G-20 Role for 27-Year-Old Indonesia Singer Sparks Criticism


Indonesia’s decision to name a pop star as its Group of 20 spokesperson is the latest move in what some analysts say is a series of vanity appointments the government is making as part of a bid to connect with a young population.

Ayunda Faza Maudya — a 27-year-old singer and actress better known as Maudy Ayunda (picture) — was named as spokesperson for the country’s G-20 presidency. Ayunda takes on the role as Indonesia faces the delicate balance of hosting several leaders of the world’s 20 largest economies against the backdrop of Russia’s invasion of Ukraine. Russian delegates are invited to a G-20 meeting in Washington this week, despite other nations threatening boycotts.

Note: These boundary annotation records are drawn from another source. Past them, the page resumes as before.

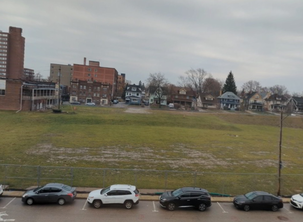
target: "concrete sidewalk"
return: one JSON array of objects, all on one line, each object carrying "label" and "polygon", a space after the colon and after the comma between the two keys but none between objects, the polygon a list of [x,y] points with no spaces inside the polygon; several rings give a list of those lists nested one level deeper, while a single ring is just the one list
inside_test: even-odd
[{"label": "concrete sidewalk", "polygon": [[[32,188],[35,188],[36,187],[29,187],[28,190]],[[94,187],[76,187],[76,190],[77,192],[76,198],[78,199],[86,199],[88,196],[88,193],[93,190],[98,190],[101,188]],[[159,195],[155,194],[160,194],[165,191],[164,190],[157,189],[138,189],[140,193],[142,194],[140,196],[140,200],[141,200],[146,201],[158,201]],[[169,191],[166,190],[166,191]],[[3,192],[3,197],[21,197],[24,193],[23,191],[5,191]],[[212,197],[211,201],[213,202],[232,202],[233,197]],[[290,201],[290,198],[282,198],[283,202],[285,203],[289,203]]]}]

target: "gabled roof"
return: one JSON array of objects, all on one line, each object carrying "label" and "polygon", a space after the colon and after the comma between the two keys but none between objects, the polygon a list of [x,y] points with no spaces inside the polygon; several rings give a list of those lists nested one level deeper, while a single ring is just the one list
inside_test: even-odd
[{"label": "gabled roof", "polygon": [[[234,97],[231,98],[230,96],[233,96]],[[239,97],[235,94],[231,92],[227,92],[223,93],[219,96],[218,96],[217,98],[218,99],[240,99]]]}]

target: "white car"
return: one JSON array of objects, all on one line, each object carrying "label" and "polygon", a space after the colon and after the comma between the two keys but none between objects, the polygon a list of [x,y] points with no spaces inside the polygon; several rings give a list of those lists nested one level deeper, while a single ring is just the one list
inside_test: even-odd
[{"label": "white car", "polygon": [[2,185],[0,184],[0,197],[2,196],[3,194],[3,189],[2,188]]},{"label": "white car", "polygon": [[87,202],[95,208],[100,208],[103,204],[123,204],[127,209],[139,203],[139,191],[131,185],[115,184],[104,189],[92,191],[87,198]]},{"label": "white car", "polygon": [[296,208],[303,209],[303,193],[292,196],[290,198],[290,204]]}]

The appointment is the latest in what critics say is a string of celebrities, startup founders and children of tycoons named to political roles as President Joko Widodo’s administration attempts to woo a young population facing high unemployment. More than half the country’s 273 million people are younger than 35 years old and the unemployment rate for those aged 16 to 30 was hovering at 14% last year.

Youth Employment | One-third of Indonesians aged 16-30 years old work as manual laborers
“These symbolic appointments are part of efforts to temper criticism from the youth on critical issues, like jobs and public services,” said Wasisto Raharjo Jati, a political researcher at National Research and Innovation Agency. “The government’s outreach leans toward the privileged urban youths — the kind of millennials who fit the idea they want to promote — while leaving out the majority who are middle- to lower-income and live in rural areas.”

Young Indonesians are more likely to be jobless at double the national rate of 6.5%. Despite state-run employment training programs and scholarships for higher education, about one in five of them are neither working nor studying, figures that bode poorly for Indonesia’s aim to become a higher-income economy by 2045.

Ayunda, who lacks any diplomatic or economic experience, took on the role on March 31. At her first briefing, she appeared to ignore questions about Putin’s attendance. Organizers told journalists to ask about her personality instead.

As part of a team of spokespeople, her role is to report the G-20 meeting results that are relevant to Indonesia while sensitive issues would be handled by other representatives, Ayunda said in response to Bloomberg questions.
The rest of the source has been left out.